The Border City Bandits were a professional ice hockey team from Texarkana, Texas. They were a member of the Central Hockey League during the 2000-01 season and played at the Four States Arena.

==History==
The Central Hockey League announced that Canadian developer John Barath had been awarded an expansion franchise in Texarkana for the 2000-01 season. The expansion team’s arrival was met with skepticism when the Texarkana Gazette reported that Barath had previously abandoned the Tucson Gila Monsters, a team he earlier had owned in the West Coast Hockey League.
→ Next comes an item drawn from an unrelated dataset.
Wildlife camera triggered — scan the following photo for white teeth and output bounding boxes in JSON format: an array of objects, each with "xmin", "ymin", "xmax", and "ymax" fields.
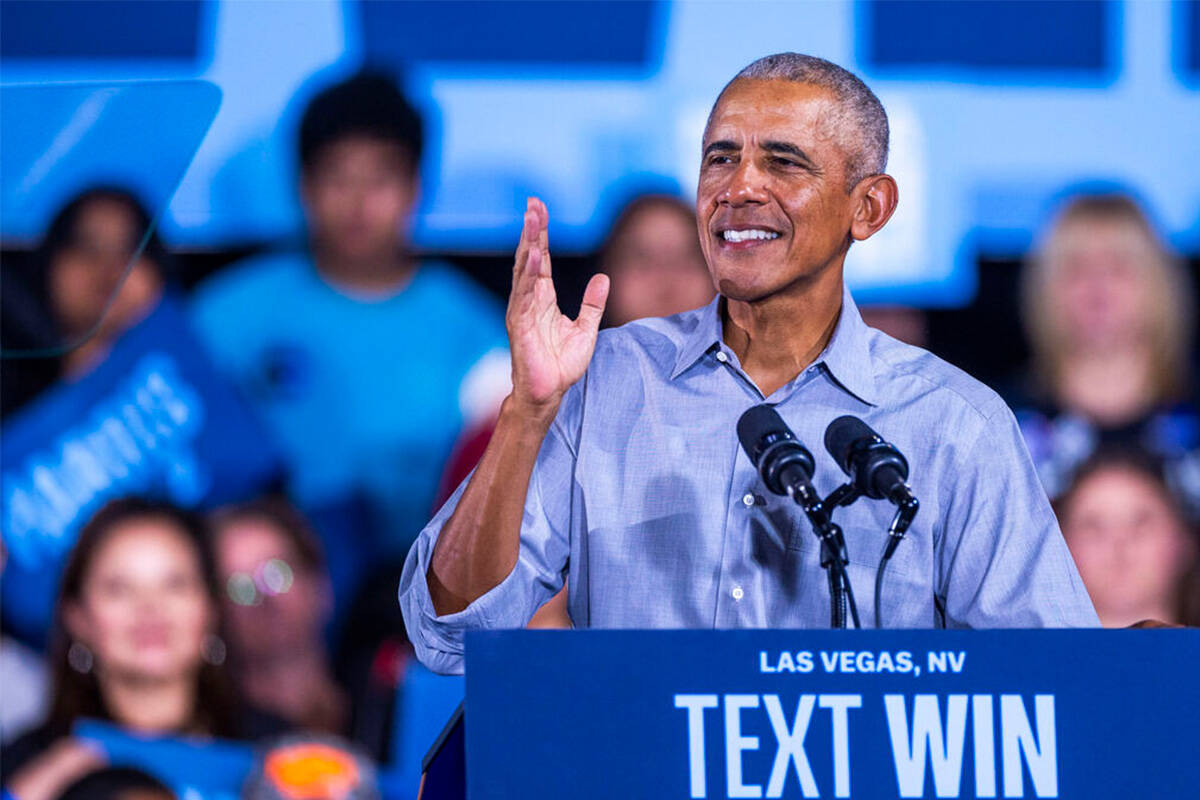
[{"xmin": 722, "ymin": 229, "xmax": 780, "ymax": 242}]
Operating from the CHL’s smallest market, the team was already in trouble by November of its inaugural season, both on and off the ice. One problem was that the Four States Arena was a converted warehouse that would leak onto the ice with a small amount of rain. Crowds had dropped from nearly 4,000 to under 2,200; the team had already seen two head coaches and was on its third general manager; and soon the Bandits were no longer paying their bills. On February 20, 2001, with $80,000 in dues payments owed to the league, the CHL terminated the franchise. The team's record in its only season was 11 wins, 37 losses and 4 Shootout Losses.

The one positive note is during a game versus the San Antonio Iguanas, the Bandits goaltender Jean-Ian Filiatrault stopped an amazing 60 of 61 shots in one game, which still stands as a single-game record in the CHL.